I do not actually completely subscribe to this belief, but I just find the wording infuriating, especially since the term 'Japanese Akoya Pearls' is seen by the industry as now be invalidated. I also have always felt that the Japanese practice of importing Chinese Akoya and making strands to call Japanese Akoya pearls is deeply dishonest. The honest thing to do would be to ONLY use the term for pearls they know are 100% Japanese - larger than 8mm!!! If I were to call Tahitian necklaces that I personally drill and string 'British Pearls', and make no referrence to actual origin, what would people say? They would probably call me dishonest as well!
Last edited by Selectraders; 03-01-2006 at 01:18 AM.
They are calling their pearls "Japanese Akoya Pearls" because they were purchased in Japan and they have the blue tag that is issued from JPEA. The tag system evaluates (not 'grades') any pearls that are submitted to them on nacre thickness, luster and clarity, blemishing, nacre damaging and processing. It does not evaluate or even stipulate country of origin. According to the JPEA, any pearls cultivated for an appropriate period of time, and processed without damaging the quality of the pearl will meet the Cultured Pearl Standards.
I have been doing some reading on this lately and the most interesting thing is that the JPEA will evaluate any pearl that is submitted and according to them "all kinds of pearls can be submitted to inspection". When you combine that with the growing number of Freshwater pearls that are imported into Japan from Hong Kong and China, it seems entirely feasible to have strands of Freshwater pearls cultured in China being sold to US distributors with the JPEA tag attached.
That just seems to devalue the importance of the tag even more.
Now, I am not saying that is what is happening. I am just saying that my opinion of the Tag System has changed. While I did not think that it signified that the pearls were "made in Japan", I did previously think that it was a good way to offer the consumer assurance that the pearls were of good quality.

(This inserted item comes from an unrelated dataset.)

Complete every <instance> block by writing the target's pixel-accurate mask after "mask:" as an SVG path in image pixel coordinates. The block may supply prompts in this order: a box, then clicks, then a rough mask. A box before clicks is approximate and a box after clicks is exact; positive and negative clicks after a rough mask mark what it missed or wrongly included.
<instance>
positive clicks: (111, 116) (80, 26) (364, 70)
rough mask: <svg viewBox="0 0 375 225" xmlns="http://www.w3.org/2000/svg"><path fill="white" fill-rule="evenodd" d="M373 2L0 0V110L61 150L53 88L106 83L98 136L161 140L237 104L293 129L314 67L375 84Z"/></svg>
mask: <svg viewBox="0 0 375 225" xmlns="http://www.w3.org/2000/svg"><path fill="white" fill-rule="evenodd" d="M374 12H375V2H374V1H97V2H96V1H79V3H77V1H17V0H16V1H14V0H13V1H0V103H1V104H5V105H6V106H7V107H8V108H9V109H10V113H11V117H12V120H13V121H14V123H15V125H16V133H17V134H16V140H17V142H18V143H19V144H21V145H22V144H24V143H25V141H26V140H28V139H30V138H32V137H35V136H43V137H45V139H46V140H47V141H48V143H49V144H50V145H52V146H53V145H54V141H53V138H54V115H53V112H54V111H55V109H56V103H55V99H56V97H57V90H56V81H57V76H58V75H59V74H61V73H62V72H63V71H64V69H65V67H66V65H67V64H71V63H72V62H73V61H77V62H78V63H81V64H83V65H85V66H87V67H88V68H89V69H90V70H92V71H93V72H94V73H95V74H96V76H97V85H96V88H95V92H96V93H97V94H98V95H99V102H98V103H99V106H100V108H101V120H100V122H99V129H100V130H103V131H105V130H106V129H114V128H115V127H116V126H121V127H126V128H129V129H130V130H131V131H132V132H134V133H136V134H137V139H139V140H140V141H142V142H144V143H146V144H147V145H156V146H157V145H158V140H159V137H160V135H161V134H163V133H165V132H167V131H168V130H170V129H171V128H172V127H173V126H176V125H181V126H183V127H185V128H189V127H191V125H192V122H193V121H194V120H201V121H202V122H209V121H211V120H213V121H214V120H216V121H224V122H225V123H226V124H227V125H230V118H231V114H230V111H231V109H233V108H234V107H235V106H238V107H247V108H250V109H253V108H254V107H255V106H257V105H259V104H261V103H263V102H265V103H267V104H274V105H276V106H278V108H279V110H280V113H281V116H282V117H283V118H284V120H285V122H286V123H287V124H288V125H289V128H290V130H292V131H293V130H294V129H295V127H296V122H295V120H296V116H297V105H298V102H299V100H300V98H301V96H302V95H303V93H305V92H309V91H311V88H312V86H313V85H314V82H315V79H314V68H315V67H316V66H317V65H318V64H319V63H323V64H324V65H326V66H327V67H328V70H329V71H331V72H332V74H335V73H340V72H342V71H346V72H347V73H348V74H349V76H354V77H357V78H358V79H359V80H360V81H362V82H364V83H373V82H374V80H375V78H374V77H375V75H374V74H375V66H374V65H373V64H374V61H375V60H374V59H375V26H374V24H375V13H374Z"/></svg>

My opinion now is that it is purely a marketing tactic playing on the consumers lack of knowledge of pearls. If any pearl from any country of origin can be submitted and have a tag attached (providing that it is in a shape to be sold)... well, you get the picture.
I asked Pearlsonly.com why their Japanese pearls were shipped out of China.
They replied that they have a main office in Beijing and that their buyers go
into Japan and purchase the best of Japanese Akoyas, bring them back to
China and there the necklace size you have ordered is made. So, that would
tell me that the pearls are indeed Japanese (came out of Japan) and the
necklace is made in China.
Basically what I have discovered is that a buyer has to trust the seller
until they have the product in their hands and can judge for themselves
wither the pearls are what they want for the money paid.
The good part is that most have a return policy which takes away a
little of the anxiety of the purchase.
This does not mean that the pearls they buy are cultured in Japan. This only means they are paying a higher price for the same pearls available in China. The Japanese farms do not sell directly to wholesalers, they sell to processing factories. These same factories also import Akoya from China at the rate of up to 80% of the pearls that are processed there (Japan is currently the largest importer of Akoya from China). The strands that are purchased from these factories are a mix of both.Originally Posted by Elizabeth
So, them telling you they are buying the best of "Japanese Akoya" is not true. They make no distinction between Japanese and Chinese Akoya in these factories.
Them telling you that they are strung and shipped out of China is true. All their pearls are shipped from China. The Houston TX address listed on the site is simply a mail forwarding service that forwards mail and packages to overseas addresses.